UPNVJT Tegaskan Tak Singkirkan Pedagang dan Siapkan Solusi Pengganti

Spanduk Aksi Solidaritas Penutupan Kantin
Sumber: Dokumentasi Pribadi LPM Pena Merah
UPN “Veteran” Jawa Timur (UPNVJT) berencana untuk melakukan renovasi kantin. Per tanggal 1 Desember 2025 pihak UPNVJT telah menginformasikan langsung kepada pihak kantin serta para pedagang untuk mengosongkan area. Namun, rencana renovasi ini menimbulkan pro dan kontra di kalangan mahasiswa. Aliansi Mahasiswa UPNVJT menyatakan bahwa kampus telah mengabaikan kepentingan mahasiswa dan pedagang dalam proses renovasi kantin.
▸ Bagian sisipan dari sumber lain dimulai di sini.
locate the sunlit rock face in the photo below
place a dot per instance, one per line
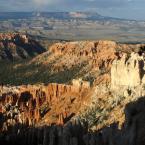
(127, 71)
(127, 74)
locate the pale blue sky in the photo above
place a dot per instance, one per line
(133, 9)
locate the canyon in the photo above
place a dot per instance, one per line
(93, 94)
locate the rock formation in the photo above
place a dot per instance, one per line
(18, 46)
(29, 104)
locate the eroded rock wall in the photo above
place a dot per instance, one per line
(30, 104)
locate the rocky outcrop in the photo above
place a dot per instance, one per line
(29, 105)
(128, 71)
(76, 132)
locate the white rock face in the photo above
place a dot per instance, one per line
(128, 71)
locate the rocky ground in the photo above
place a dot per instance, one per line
(91, 93)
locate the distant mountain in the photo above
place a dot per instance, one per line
(18, 46)
(55, 15)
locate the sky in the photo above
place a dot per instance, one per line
(130, 9)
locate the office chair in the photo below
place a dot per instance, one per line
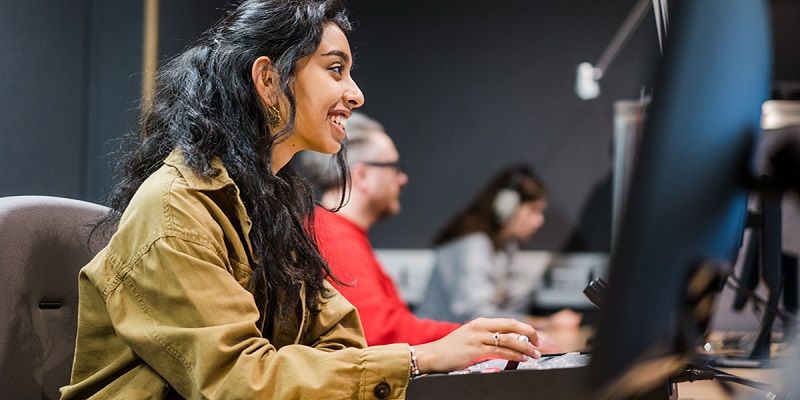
(44, 241)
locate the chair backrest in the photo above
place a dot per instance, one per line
(44, 241)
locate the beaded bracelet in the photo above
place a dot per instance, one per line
(414, 365)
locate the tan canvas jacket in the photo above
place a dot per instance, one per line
(164, 312)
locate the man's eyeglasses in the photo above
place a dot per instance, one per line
(396, 165)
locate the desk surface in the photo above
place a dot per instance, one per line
(711, 390)
(575, 340)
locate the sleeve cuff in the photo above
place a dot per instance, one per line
(386, 371)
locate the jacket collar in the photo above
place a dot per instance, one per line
(177, 160)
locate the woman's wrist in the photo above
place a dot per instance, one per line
(422, 358)
(414, 364)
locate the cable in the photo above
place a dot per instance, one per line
(786, 317)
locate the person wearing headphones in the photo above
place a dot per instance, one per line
(474, 273)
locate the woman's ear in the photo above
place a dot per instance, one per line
(358, 177)
(266, 80)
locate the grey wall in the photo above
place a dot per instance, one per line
(43, 95)
(468, 87)
(69, 82)
(464, 87)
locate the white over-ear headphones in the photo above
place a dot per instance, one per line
(505, 203)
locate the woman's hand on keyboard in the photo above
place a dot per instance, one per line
(479, 339)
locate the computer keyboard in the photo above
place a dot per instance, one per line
(566, 360)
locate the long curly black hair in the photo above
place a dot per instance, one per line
(206, 105)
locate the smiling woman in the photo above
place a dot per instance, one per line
(211, 286)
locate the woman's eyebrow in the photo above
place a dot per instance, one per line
(344, 56)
Hal ini disampaikan melalui aksi solidaritas yang diusung oleh Aliansi Mahasiswa UPNVJT pada tanggal 3 Desember silam dan dihadiri oleh berbagai mahasiswa mulai dari Fakultas Hukum, Fakultas Ilmu Sosial, Budaya, dan Politik (FISIBPOL), hingga Fakultas Ekonomi Bisnis (FEB). Dalam aksi yang diadakan di depan gedung rektorat ini, mahasiswa menuntut audiensi langsung dari rektor UPNVJT, Akhmad Fauzi untuk menemui mahasiswa dan mendengarkan tuntutan mereka.
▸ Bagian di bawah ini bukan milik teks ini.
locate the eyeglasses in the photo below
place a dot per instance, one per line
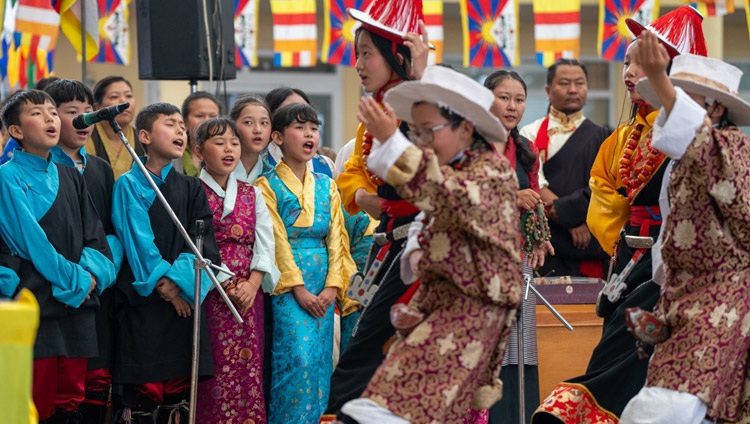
(427, 134)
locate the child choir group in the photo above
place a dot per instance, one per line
(83, 229)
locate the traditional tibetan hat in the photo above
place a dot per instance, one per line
(708, 77)
(679, 30)
(391, 19)
(454, 91)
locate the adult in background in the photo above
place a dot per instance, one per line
(568, 143)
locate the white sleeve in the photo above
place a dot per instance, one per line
(673, 134)
(264, 249)
(412, 244)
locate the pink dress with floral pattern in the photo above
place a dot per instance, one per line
(470, 289)
(706, 296)
(235, 394)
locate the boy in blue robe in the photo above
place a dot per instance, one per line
(53, 244)
(155, 288)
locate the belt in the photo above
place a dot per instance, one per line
(398, 233)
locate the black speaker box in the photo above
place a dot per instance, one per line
(172, 41)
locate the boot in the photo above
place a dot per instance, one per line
(94, 409)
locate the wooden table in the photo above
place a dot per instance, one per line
(564, 354)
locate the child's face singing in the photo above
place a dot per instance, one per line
(167, 138)
(69, 136)
(200, 110)
(632, 72)
(39, 128)
(220, 154)
(254, 127)
(373, 70)
(299, 141)
(445, 141)
(116, 93)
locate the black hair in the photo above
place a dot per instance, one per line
(276, 97)
(213, 127)
(552, 70)
(249, 99)
(525, 157)
(295, 112)
(198, 95)
(11, 113)
(67, 90)
(149, 114)
(43, 83)
(100, 88)
(385, 47)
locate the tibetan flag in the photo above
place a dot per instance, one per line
(614, 35)
(557, 30)
(114, 32)
(246, 32)
(433, 20)
(70, 24)
(294, 33)
(714, 7)
(338, 38)
(490, 30)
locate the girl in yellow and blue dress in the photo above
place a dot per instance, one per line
(312, 253)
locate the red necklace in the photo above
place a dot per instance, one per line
(635, 169)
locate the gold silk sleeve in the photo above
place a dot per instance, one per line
(355, 176)
(608, 210)
(291, 275)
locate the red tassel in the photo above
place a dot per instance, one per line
(682, 29)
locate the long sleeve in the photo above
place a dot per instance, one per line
(291, 275)
(608, 209)
(25, 237)
(264, 247)
(355, 176)
(340, 263)
(131, 202)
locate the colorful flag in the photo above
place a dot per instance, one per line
(338, 38)
(714, 7)
(294, 32)
(246, 32)
(114, 32)
(557, 30)
(433, 20)
(490, 30)
(614, 35)
(70, 24)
Dalam aksi ini, mahasiswa menuntut solusi konkret atas kekosongan kantin di UPNVJT. Aliansi Mahasiswa menilai renovasi dilakukan tanpa persiapan matang sehingga meninggalkan kekosongan fasilitas makan yang krusial bagi mahasiswa. Mereka juga menyoroti kurangnya empati kampus terhadap pedagang kecil yang selama bertahun-tahun mendukung kehidupan kampus, serta menilai bahwa renovasi ini tidak berpihak pada pedagang kantin terdahulu.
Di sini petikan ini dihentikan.